Signature Format
The signatures produced by Neptune are output in FASTA format with additional information in the description line. Signatures are output in the following format:
>[ID] [SCORE] [IN SCORE] [EX SCORE] [LENGTH] [REF] [POS]
[SEQUENCE]
The following is an example:
>425 score=0.86 in=0.98 ex=-0.13 len=31 ref=ecoli pos=160
TGTCATTCTCCTGTTCTGCCTGTATCACTGC
Where:
Item | Full Name | Description |
---|---|---|
[ID] | ID | An arbitrary, run-unique ID assigned to the signature. |
[SCORE] | Score | The total signature score. This is the sum of the inclusion (sensitivity) and exclusion (specificity) scores. |
[IN SCORE] | Inclusion Score | The positive inclusion component of signature score (sensitivity). |
[EX SCORE] | Exclusion Score | The negative exclusion component of signature score (specificity). |
[LENGTH] | Length | The signature length in bases. |
[REF] | Reference | The unique identifier of the contig from which the signature was extracted. |
[POS] | Position | The starting position of the signature in the reference. |
[SEQUENCE] | Sequence | The sequence content of the signature. |
ID
The signature ID is an arbitrary, run-unique ID assigned to the signature. The signatures within the same FASTA file will have unique IDs, relative to each other. However, signatures within multiple output files will have overlapping signature IDs. This will be the case when using multiple references or not specifying any reference files.
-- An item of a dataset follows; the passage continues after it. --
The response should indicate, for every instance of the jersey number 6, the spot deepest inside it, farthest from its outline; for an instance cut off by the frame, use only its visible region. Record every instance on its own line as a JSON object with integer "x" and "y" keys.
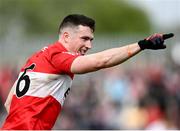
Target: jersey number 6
{"x": 26, "y": 79}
The signatures within the consolidated.fasta
output will have unique signature IDs.
Total Score
Signatures are assigned a score corresponding to their highest-scoring BLAST alignments with all inclusion and exclusion targets, which is a sum of the positive inclusion score (sensitivity) and the negative exclusion component (specificity). This score is maximized when all inclusion targets contain a region exactly matching the entire signature and there exists no exclusion targets that match the signature.
Inclusion Score
The inclusion score is a non-negative number between 0.00 and 1.00 and relates to the signature's sensitivity. This score is determined by the signature's highest-scoring BLAST alignments with all inclusion targets. The inclusion score is maximized (good) when the signature is found exactly and completely in all inclusion targets and minimized (bad) when the signature is not found whatsoever in any inclusion targets.
Exclusion Score
The exclusion score is a non-positive number between -1.00 and 0.00 and relates to the signature's specificity. This score is determined by the signature's highest-scoring BLAST alignments with all exclusion targets. The exclusion score is maximized (bad) when the signature is found exactly and completely in all exclusion targets and minimized (good) when the signature is not found whatsoever in any exclusion targets.
Length
The length describes the length of the signature in bases. Although this can be calculated from the sequence, it is included in the FASTA description to accommodate other tools.
Reference
The reference describes the sequence identifier of the contig the signature was extracted from. This is useful for determining where the signature lies and what sequence surrounds it.
Position
The position describes the base position of the signature within the contig reference it was extracted from. This is useful for determining where the signature lies and what sequence surrounds it.
Sequence
The sequence describes the sequence content of the signature and follows the specifications of FASTA format. However, the sequence will not contain line breaks, regardless of the sequence length.